The Helios Disaster
*Longlisted for the US National Book Award 2020*
This powerful portrait of mental illness and modern spin on the myth of Athena portrays the mind of a girl in foster care confined to a small Swedish town.
This modern spin on the myth of Athena plunges us deep inside the mind of an unlikely twelve-year-old goddess confined to a small Swedish town. Separated from her father just moments after bursting from his skull in full armour, Anna is packed off into foster care where she learns to ski, speaks in tongues, and negotiates the needs of a quirky cast of relatives. Unable to overcome her father's absence, however, she finally succumbs to depression and is institutionalized. Anna's rallying war cry rings out across the pages of this concise and piercing novel as a passionate appeal for belonging taken to its emotional extreme.

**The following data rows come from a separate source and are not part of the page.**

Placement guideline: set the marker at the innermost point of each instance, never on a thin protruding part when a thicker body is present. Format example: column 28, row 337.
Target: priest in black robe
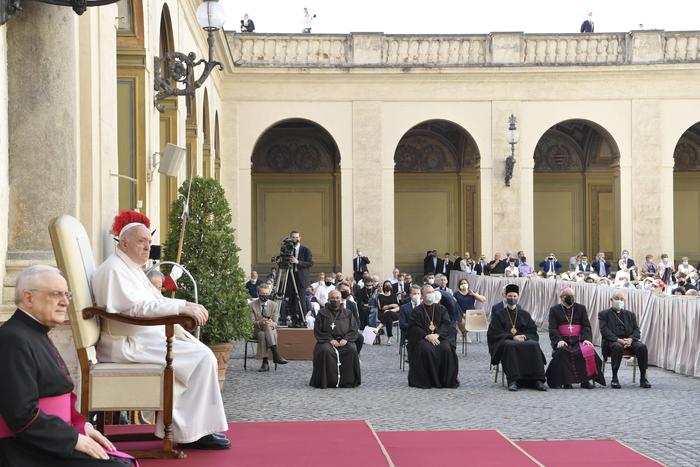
column 336, row 363
column 514, row 343
column 39, row 425
column 432, row 359
column 574, row 359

'A moving trip to an emotional bottom…A flinty, lyrical, and storm-clouded study of loss.' — Kirkus Reviews
'Knausgård is an impressive writer.' — Publishers Weekly
'Boström Knausgård's careful exploration of mental illness is restrained and entirely unsentimental. (...) Her prose is unobtrusive in its simplicity and minimalism. The result is both powerful and lyrical.' — Words Without Borders
'Linda Boström Knausgård's The Helios Disaster vibrates with a strange, seductive intensity. A mythological origin story as well as a modern story of otherness, it portrays the push and pull of human connection — the anguish of yearning for, but also fearing, the warmth and reach of others. Knausgård's simple, disarming words bear complex, profound, and surprising truths.' — Chia-Chia Lin, author of The Unpassing
'The emotional intensity created by Boström Knausgård recalls Sylvia Plath, but her spare, accelerating modern myth owes something to the poet/classicist Anne Carson's novels in verse. This novella cannot be read quickly, its psychological range and febrile prose demand attentiveness. It takes skill and imagination to describe extreme emotions in ways to which everybody can relate but that's what Boström Knausgård achieves in this short, piercing book.' — The Independent
'This intriguing, lyrical novel is a powerful portrait of mental illness.' — Times Literary Supplement
'The story is tightly, cleverly organized around a central idea: to show how Anna's perceptive, disturbed mind struggles to impose some kind of mental order and, finally, fails. The author's passionate involvement with her protagonist illuminates what it is like to slide irresistibly away from reality.' — Swedish Book Review
'Linda Boström Knausgård's style is magical, hallucinatory, and very poetic. Passionate, refined, and as clear as cool water.' —Aftonbladet
'The strangeness, originality, and supreme gentleness of the narrator's inner world contrast sharply with the more recognizable, though not in all respects ordinary world into which she is forced. This, combined with her quiet determination to find her father and the increasingly astonishing events that occur, all add up to form a surprisingly modern portrait of longing and the possibility of homecoming.' — Bookslut
LINDA BOSTRÖM KNAUSGÅRD is a Swedish author and poet, as well as a producer of documentaries for national radio. Her first novel, The Helios Disaster, was longlisted for the National Book Award for Translated Literature in the United States. Welcome to America, her second novel, was nominated for the prestigious Swedish August Prize and the Svenska Dagbladet Literary Prize in her home country, and was also longlisted for the Best Translated Book Award and the National Translation Award in the United States. October Child became a bestseller in Sweden and throughout Scandinavia, where it was published to great critical acclaim.
RACHEL WILLSON-BROYLES is a freelance translator based in Saint Paul, Minnesota. She received her BA in Scandinavian Studies from Gustavus Adolphus College in 2002 and her PhD in Scandinavian Studies from the University of Wisconsin-Madison in 2013. Other authors whose works she has translated include Jonas Hassen Khemiri, Jonas Jonasson, Malin Persson Giolito, and Linda Boström Knausgård.